Mais voici que, fidèle à sa technique de communication, Nicolas Sarkozy veut changer de terrain de bataille. Depuis quelques jours le sujet de la réforme fiscale est sur le point de passer au premier rang des discours et des rencontres. Accusé d’avoir proposé une réforme des retraites injuste, pénalisante pour les Français les plus modestes, voici qu’il cherche à refaire sa popularité sur une réforme des impôts qui peut passer pour « juste », la justice consistant comme on le sait  à faire payer les riches et redistribuer largement aux pauvres. Pari audacieux pour le Président : il ne peut impunément convaincre la droite (et être soutenu pour le recul de l’âge des retraites) puis convaincre la gauche (qui le suivrait pour la suppression du bouclier fiscal). A vouloir convaincre tout le monde, on finit par ne convaincre personne.

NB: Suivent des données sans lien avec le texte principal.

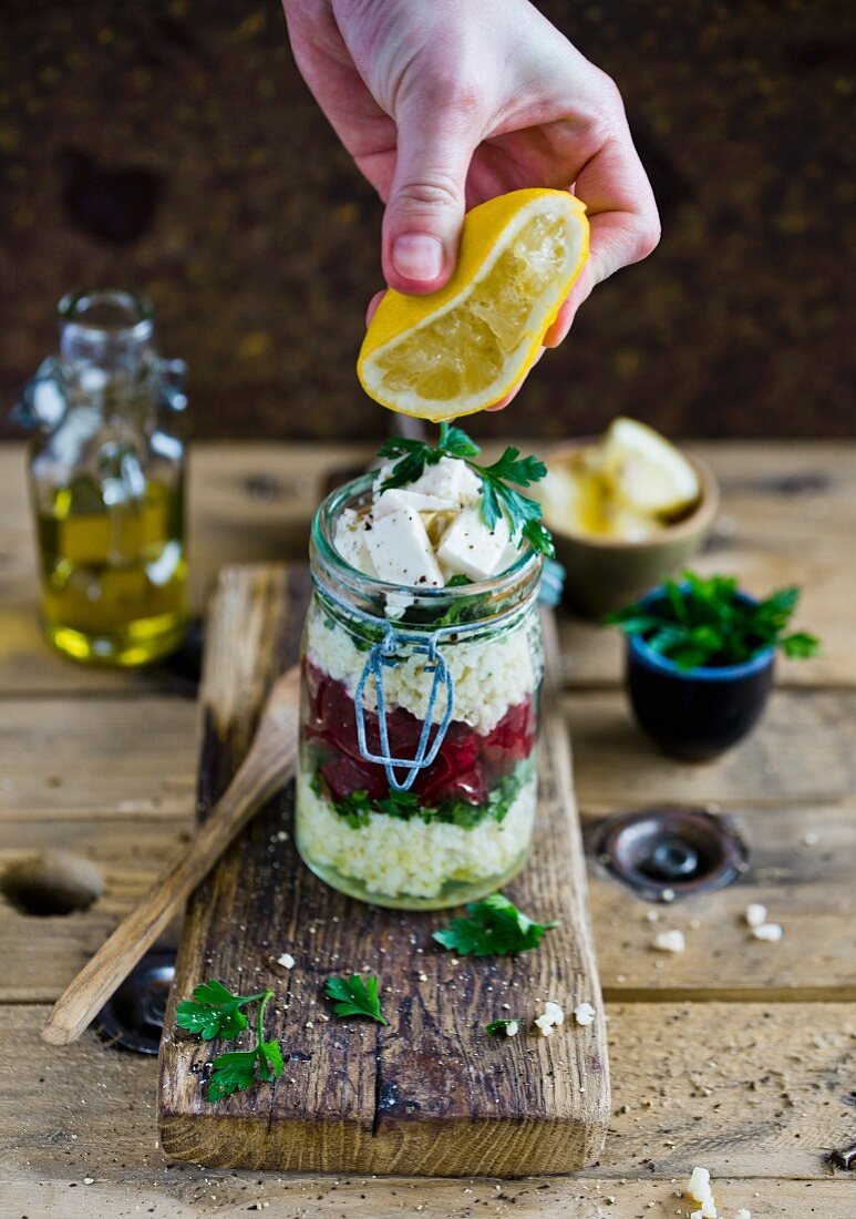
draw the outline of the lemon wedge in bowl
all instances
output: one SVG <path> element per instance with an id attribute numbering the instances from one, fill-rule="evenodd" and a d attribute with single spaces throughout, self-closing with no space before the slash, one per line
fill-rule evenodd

Le nouveau discours porte sur l’effort fiscal fourni réciproquement par le travail et par le capital. Travail et capital, cela ne signifie déjà rien, sinon dans la vulgate marxiste. Les socialistes et leurs économistes (Piketty, Sapin) ont décrété que le travail était surimposé en France. D’une part ils assimilent travail et salariat, comme si les entrepreneurs, les artisans, les professions indépendantes ou les épargnants ne fournissaient aucun « travail ». D’autre part il est vrai que l’Etat et ses administrations prélèvent sur les salaires un impôt scandaleusement élevé, et que la feuille de paye est amputée de moitié par les prélèvements obligatoires. Mais la faute à qui ? Aux fameuses « charges », c’est-à-dire à la Sécurité Sociale, et au système le plus onéreux, le plus anti-social qui soit. Les salariés français payent la protection sociale la plus chère du monde, pour des prestations dont le montant et la qualité ne cessent de diminuer. Est-ce cette fiscalité-là que dénoncent les socialistes et l’Elysée ? Sinon, de quel autre impôt souffre le contribuable en sa seule qualité de travailleur salarié ?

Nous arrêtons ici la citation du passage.